Un maltratador obsesivo y celoso
l Antonio Soler presenta la novela ‘Yo, que fui un perro’
antonio paniagua
Hace más de 30 años, el escritor Antonio Soler (Málaga, 1956) encontró once cuartillas manuscritas que han fermentado en una cruda novela. Escondidas en un libro que una vecina le regaló a su madre, Soler halló páginas de un diario perturbador, un testimonio que revelaba una personalidad turbia e inquietante. «La escritura era propia de un maltratador, un hombre controlador que vive obsesionado por su novia de una forma un tanto insana», dice el novelista. Soler guardó ese material sabiendo que allí se encontraba un material literario que, bien trabado, podía cuajar en una novela. Y así ha sido. Tres décadas después ha publicado Yo que fui un perro (Galaxia Gutenberg), un libro que retrata a un machista recalcitrante hecho de la misma pasta de esos lobos solitarios que la emprenden contra todo azuzados por el resentimiento y la inseguridad. «Creo que era David Lynch quien decía que cuanto más oscuridad descubres, más luz puedes ver. Esa es la misión precisamente de la literatura», argumenta Soler, quien se ha propuesto escarbar en los sentimientos y pulsiones más sombríos para llegar a comprender un temperamento tortuoso, sin llegar por eso a justificarlo. Autor de obras como Sacramento, Sur, Las bailarinas muertas y El camino de los ingleses, el novelista decidió respetar la forma del diario para desarrollar el relato, consciente de que este género le permitía escudriñar la psicología del maltratador.
Dentro del protagonista de la novela, un estudiante de Medicina que espía los movimientos de su novia, residente en el edificio de enfrente, anida una «acumulación de frustraciones y heridas que van alimentando el germen de un monstruo». A poco que el lector sea medianamente inteligente se percata enseguida de que el discurso de este narrador trastornado es poco fiable. «Es como si estuviéramos escuchando a un mentiroso, a un hombre que desbarra, lo que obliga al lector a juzgar dónde está la realidad. Es un mecanismo sutil para el autor y que entraña un gran riesgo. Pero a la vez, a medida que va hablando el personaje, se va advirtiendo que por la boca muere el pez, de manera que al final se acaba él mismo autorretratando y revelando su maquinaria mental, un proceso que induce al lector a distanciarse de él».
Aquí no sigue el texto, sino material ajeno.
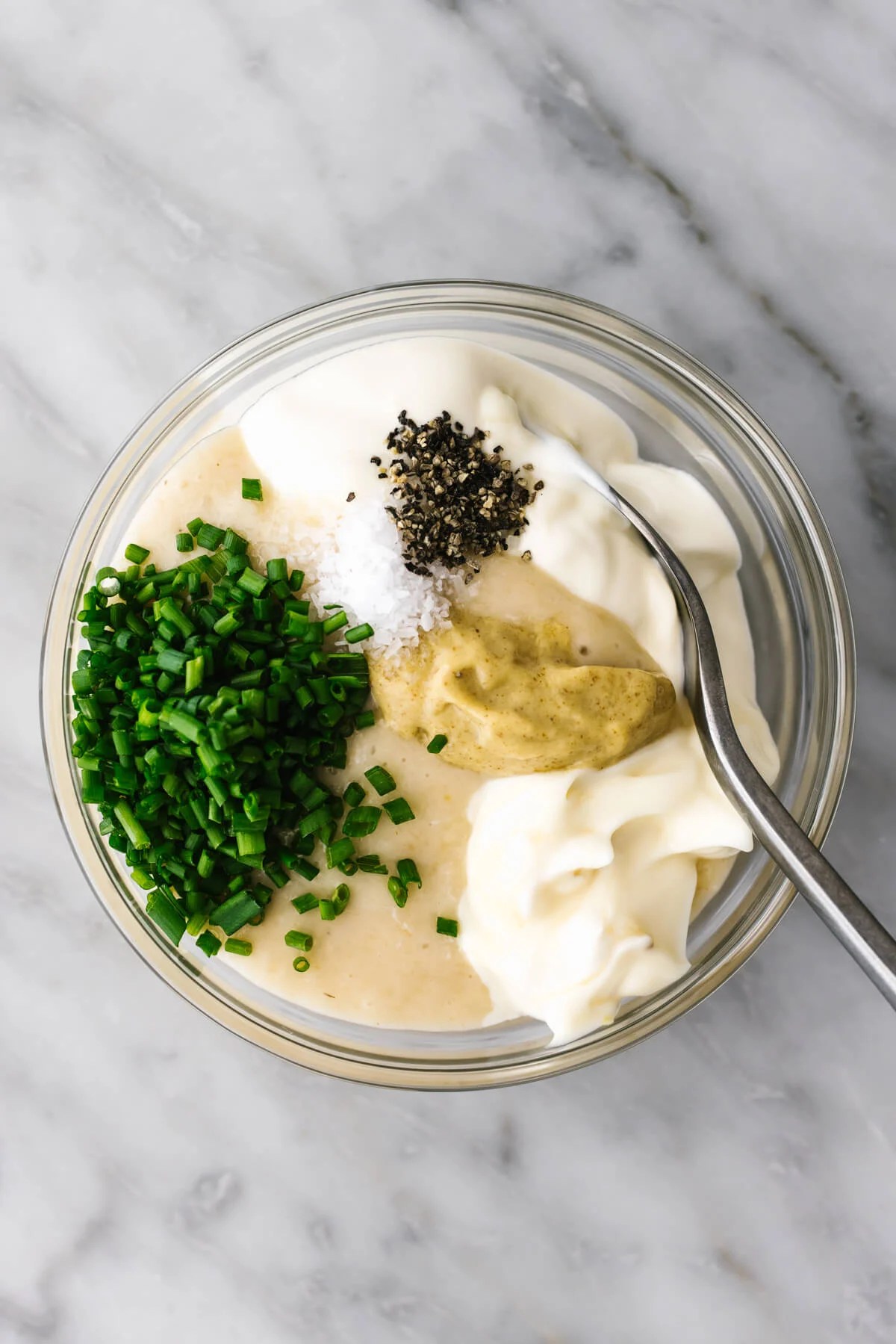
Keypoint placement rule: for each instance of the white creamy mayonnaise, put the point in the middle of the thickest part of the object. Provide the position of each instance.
(579, 885)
Carlos, el protagonista, lanza miradas aviesas a los otros, sabedor de que cualquiera puede ser su enemigo. El adversario puede ser su novia, su madre, sus amigos o sus vecinos: todo aquel que se cruce en su camino entraña un peligro. Para colmo le acechan los celos retrospectivos, instigados por el deseo de dominio. «No recuerdo quién decía que los celos consisten en pensar que alguien te ha amado no más, sino mejor. Un individuo así lo que quiere es ahormar a la otra persona según unos códigos que supone universales. Y si alguien te ha amado mejor en el pasado lo consecuente es sentir unos celos que pueden ser tan intensos como si fueran actuales».
Soler incorpora un recurso audaz, y es el de tachar frases de Carlos, del personaje que escribe el diario, como si hasta a él mismo le espantara en ocasiones la naturaleza de su propio pensamiento. «Hay cosas que se dicen en un momento de furia y visceralidad que pueden herir incluso a su propio autor. Por esa las borra». Yo que fui un perro tiene un componente de voyeurismo, describe a un joven que investiga los movimientos de su novia con tal obcecación que el edificio en que vive ella se convierte casi en un personaje de la novela. «El inmueble emite señales y se comunica con el protagonista en una suerte de código morse: las cortinas se mueven, las luces de la habitación se encienden. lo cual es indicador de que ella está en la casa».